In the “Measure of Rice,” a dishonest king has a Valuer in his court. I assume the honest, good Valuer is the character associated with Buddha. The Valuer set the price that should be paid for horses, elephants, gold, jewelry, etc. The Valuer was honest and just and set proper prices – which the king was not pleased about. The king replaced the honest man with a stupid, money-grubbing peasant. The new Valuer didn’t have any idea what the true worth of the animals and gold was, so he set the prices arbitrarily but the people still had to sell their goods for the price he set.
One day a horse-dealer brought 500 horses to the king’s court. The Valuer said they were worth only a measure of rice, so the king ordered that the horse-dealer be given a measure of rice and had the horses put in the palace stable. The horse-dealer went to the honest man who had been the Valuer and asked him what he should do. The man told him to give the Valuer a fine present and ask him if he would be willing to go before the king and state the value of a measure of rice. He did and the Valuer agreed.
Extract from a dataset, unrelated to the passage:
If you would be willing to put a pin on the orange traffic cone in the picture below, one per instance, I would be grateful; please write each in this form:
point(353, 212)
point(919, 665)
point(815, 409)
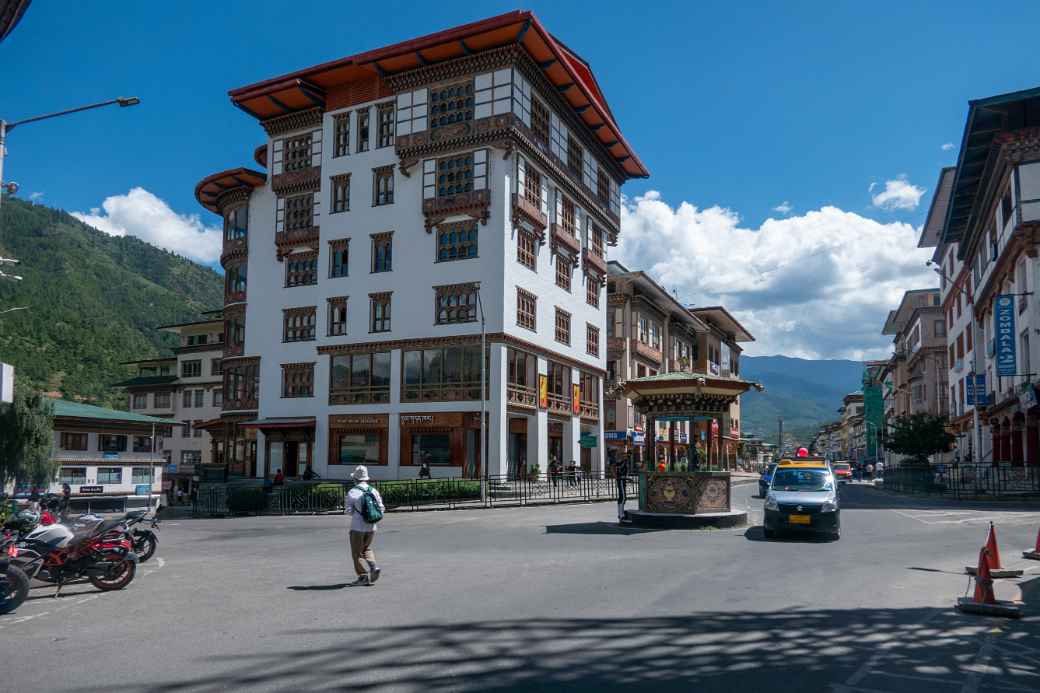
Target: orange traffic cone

The horse-dealer, Valuer and honest man went before the king and his ministers. The horse-dealer asked the king that, knowing his 500 horses were worth a measure of rice, if the king would ask the Valuer what a measure of rice was worth. The king did so and the foolish man said a measure of rice was worth the whole city. The ministers all laughed, realizing how ridiculous that was. The king was ashamed and drove the Valuer out of the palace.
On his way out, the Valuer complained that he had just set the low price on the horses to please the king.
Cute story, huh? Shows the importance of true estimations of value and the danger of surrounding yourself with people who only want to please you, regardless of morals or their responsibilities.
Thursday’s Tales is a weekly event here at Carol’s Notebook. Fairy tales, folktales, tall tales, even re-tellings, I love them all.